Sunday, March 6, 2011

Return of the Strawfut

The sequel to this post

I received a new pair of shoes yesterday, something I've been waiting a few years to see. The new Allen Edmonds Strawfut. Back in 2009, the only pair I'd seen were vintage and falling apart, yet I loved them just the same.

There were three main reasons I felt they were a fantastic shoe.

#1 The foot shape was just right for me. The shoes had a foot shape that was common for the day with a wide forefoot and narrow heel... this was a big plus that gave me lots of toe room; something which always made me regret my rack full of modern dress shoes that tend to be designed with a small toe box (my Hobbit-like feet require Hobbit-like shoes).

#2 They breathed. The shoes had a mesh that allowed air to flow freely around the foot. Being a Californian and a dancer who spends a lot of time on the floor, having shoes that breathe is a great bonus. They are shoes from the 1940s, and the construction is completely vintage, so when the mention of the mesh being nylon came up, the heads at Allen Edmonds thought it odd material to be used, even in the conversation with Paul Grangaard, the CEO of Allen Edmonds, I think he and their head designer thought nylon was a bit taboo when it came to shoes made for business. But being a material from the 1930s, it was a time when something like a nylon mesh to keep shoes air cooled was very innovative.

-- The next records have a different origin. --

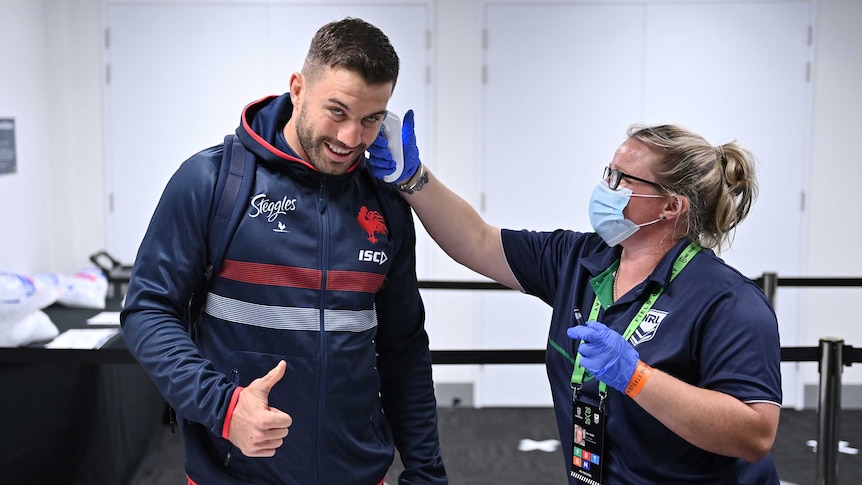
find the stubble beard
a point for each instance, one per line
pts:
(313, 147)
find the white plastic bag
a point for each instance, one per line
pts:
(21, 300)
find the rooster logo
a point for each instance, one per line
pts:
(372, 222)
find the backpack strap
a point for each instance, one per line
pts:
(233, 187)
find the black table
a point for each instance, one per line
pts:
(76, 416)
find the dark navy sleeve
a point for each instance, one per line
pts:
(169, 263)
(536, 258)
(404, 363)
(739, 347)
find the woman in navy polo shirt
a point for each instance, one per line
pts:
(663, 357)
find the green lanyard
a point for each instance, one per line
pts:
(678, 265)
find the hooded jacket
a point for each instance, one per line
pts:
(313, 276)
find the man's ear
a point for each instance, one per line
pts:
(297, 88)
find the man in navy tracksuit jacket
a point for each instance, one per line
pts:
(320, 274)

#3 They flexed and needed no break in time. With nylon mesh on much of the upper, there is no leather to break in on top of your foot. This makes them lighter and more maneuverable when it comes to... well, doing anything. They move and feel like leather soled sneakers.

A perfect off the shelf shoe when it came to my foot, yet the only way to get a pair was to hunt through vintage shops, or build a time machine, and with current science saying that you can't time travel back into the past unless you'd built your time machine there already -- well I guess I had to choose my own route.

I posted the shoes everywhere and wrote about how much I loved them. Because of this, I eventually received a call from the CEO of the still-existing Allen Edmonds company and we discussed the styles of the past.

It's a little over two years later, I still keep in contact with the company through emails now and again. And I also think it's high time I finished writing and showed you the new addition to the Allen Edmonds Spring shoe collection...

I received them in the mail yesterday. They are a veritable duplicate of the 1940s shoes made by Allen Edmonds.

Before I get to them, I have to say this,

I want to thank Paul Grangaard and Jim Kass and the whole Allen Edmonds company for returning the Strawfut to the their line of shoes. I hope you sell a million, and know that a good dress shoe that is flexible and really breathes is back on the market to fill a sartorial hole that has been very empty.

Thank you!

I do have to say that the ones I received are not the production model, but a special make. The production model is done on the #5 last that has a narrower toe.

Now to the shoes.

This pair made for me is done on the #1 last that has a wide toe-box like the originals. The footbed is Poron which is a space age dense memory foam wrapped in a layer of leather; very comfortable. The soles are Rendenbach leather that is a denser leather that can take more of a beating over time than the standard Allen Edmonds soles, and the heels are combination rubber leather, and I just like the look.

The (new) Strawfut

The production version is Available here.


  1. Awesome. I've been waiting for these to come out again. When/where are they available for purchase?

    Thanks for sharing, Matt.

  2. They are available right now.

    Check out the link at the bottom of the post.

  3. Well done Matt! How did you get them to use Rendenbach leather? Did you mail it to them or did they source it themselves?

    I think it would be a huge upgrade for AE if all their $325 - $350 shoes hat Rendenbach sole, or in general "altgrubengegerbtes" (term for the way it is dyed) leather.